1--Homology-based method;
2--Structure-based method;
3--Hybrid of homology-based and structure-based method.
input_filename input genome assembly path
output_filename output files path
optional arguments:
-h, --help show this help message and exit
-e, --hmmer_evalue Expectation value threshold for saving hits of homology search (default: 1e-10)
-v, --blast_evalue Expectation value threshold for sequences alignment search (default: 1e-10)
-l, --length_factor Threshold of the local alignment length relative to the the BLAST query length (default: 0.3)
-c, --copy_number_factor Threshold of the copy number that determines the SINE boundary (default: 0.15)
-s, --shift Maximum threshold of the boundary shift (default: 80)
-g, --gap Maximum threshold of the trancated gap (default: 10)
-minc, --copy_number Minimum threshold of the copy number for each element (default: 20)
-a, --animal If set to 1, then Hmmer will search SINE using the animal hmm files from Dfam. (default: 0)
-b, --boundary Output SINE seed boundaries based on TSD or MSA (default: msa)
-f, --figure Output the SINE seed MSA figures and copy number profiles (y/n). Please note that this step may take a long time to process. (default: n)
-auto, --automatically_continue If set to 1, then the program will skip finished steps and continue unifinished steps for a previously processed output dir. (default: 0)
-r, --non_redundant Annotate SINE in the whole genome based on the non—redundant library (y/n) (default: y)
-t, --threads Threads for each tool in AnnoSINE (default: 36)
-irf, --irf_path Path to the irf program (default: '')
-rpm, --RepeatMasker_enable If set to 0, then will not run RepearMasker (Step 8 for the code). (default: 1)
Genome sequence(fasta format).
- Redundant SINE library: $ Step7_cluster_output.fasta
- Non-redundant SINE library with serial number: $Seed_SINE.fa.
- Whole-genome SINE annotation: $Input_genome.fasta.out. This file contains high-similarity SINE annotations.
- SINE candidates information predicted by homology search: $ ../Family_Seq/Family_Name/Family_Name.out. (m=1 or 3 required)
- SINE candidate sequences predicted by structure search: $ ../Input_Files/Input_genome-matches.fasta. (m=2 or 3 required)
- Extended candidate sequences for TSD search: $ Step1_extend_tsd_input.fa
- TSD identification outputs: $ Step2_tsd.txt
- MSA extended input sequences flanked with TSD: $ Step2_extend_blast_input.fa
- MSA output: $ Step3_blast_output.out
- Intermediate sequences with MSA quality examination: $ Step3_blast_process_output.fa
- SINE candidate sequences after MSA quality examination: $ Step4_rna_input.fasta
- SINE candidates blast against RNA database outputs $ Step4_rna_output.out
- Classified SINE candidates after RNA examintation $ Step4_rna_output.fasta
- TRF output $ Step4_rna_output.fasta.2.5.7.80.10.10.2000.dat
- SINE candidates after removing elements consist of tandem repeats $ Step5_trf_output.fasta
- SINE candidate sequences after extension: $ Step6_irf_input.fasta.

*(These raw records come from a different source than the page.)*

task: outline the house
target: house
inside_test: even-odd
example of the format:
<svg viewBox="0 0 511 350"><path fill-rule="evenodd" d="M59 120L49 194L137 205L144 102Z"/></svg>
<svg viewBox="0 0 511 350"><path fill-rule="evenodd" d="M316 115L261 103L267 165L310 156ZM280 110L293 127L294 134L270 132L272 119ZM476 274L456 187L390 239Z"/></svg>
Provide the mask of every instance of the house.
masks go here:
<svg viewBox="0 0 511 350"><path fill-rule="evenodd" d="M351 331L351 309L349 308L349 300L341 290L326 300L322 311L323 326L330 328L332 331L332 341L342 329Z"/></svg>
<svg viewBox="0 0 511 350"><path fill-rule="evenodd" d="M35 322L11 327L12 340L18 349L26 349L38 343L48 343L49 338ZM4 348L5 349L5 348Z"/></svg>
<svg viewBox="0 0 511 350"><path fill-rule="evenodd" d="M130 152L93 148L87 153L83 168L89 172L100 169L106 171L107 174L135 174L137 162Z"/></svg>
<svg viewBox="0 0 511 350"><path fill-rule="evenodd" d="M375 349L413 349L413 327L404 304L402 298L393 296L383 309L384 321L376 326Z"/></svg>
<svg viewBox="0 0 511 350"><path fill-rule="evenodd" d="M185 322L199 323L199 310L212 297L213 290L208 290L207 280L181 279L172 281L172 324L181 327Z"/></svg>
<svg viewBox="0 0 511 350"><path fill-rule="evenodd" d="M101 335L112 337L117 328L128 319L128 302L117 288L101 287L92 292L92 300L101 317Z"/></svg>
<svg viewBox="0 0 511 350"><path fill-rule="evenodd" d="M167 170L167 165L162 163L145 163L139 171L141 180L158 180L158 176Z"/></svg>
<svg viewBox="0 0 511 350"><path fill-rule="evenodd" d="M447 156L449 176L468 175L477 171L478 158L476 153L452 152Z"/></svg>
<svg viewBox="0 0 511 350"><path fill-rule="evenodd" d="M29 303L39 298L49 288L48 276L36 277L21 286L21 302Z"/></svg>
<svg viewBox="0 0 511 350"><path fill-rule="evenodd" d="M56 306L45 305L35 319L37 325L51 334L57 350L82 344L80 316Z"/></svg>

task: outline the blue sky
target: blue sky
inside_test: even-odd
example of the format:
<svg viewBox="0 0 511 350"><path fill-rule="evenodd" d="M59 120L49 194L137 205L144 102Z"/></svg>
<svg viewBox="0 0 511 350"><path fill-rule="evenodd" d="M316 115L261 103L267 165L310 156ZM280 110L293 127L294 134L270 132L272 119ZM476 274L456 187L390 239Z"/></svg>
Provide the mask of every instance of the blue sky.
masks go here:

- IRF output $ Step6_irf_input.fasta.2.3.5.80.10.20.500000.10000.dat
- SINE candidates after removing elements flanked with inverted repeats: $ Step6_irf_output.fasta
- CD-HIT output: $ Step7_cluster_output.fasta.clstr
You can test the AnnoSINE with one chromosome in Arabisopsis thaliana (it takes about 6 mins).
cd ./AnnoSINE/Testing
python3 ../bin/AnnoSINE.py -t 20 3 A.thaliana_Chr4.fasta ./Output_Files
Results of AnnoSINE tests on testing data are saved in Output_Files.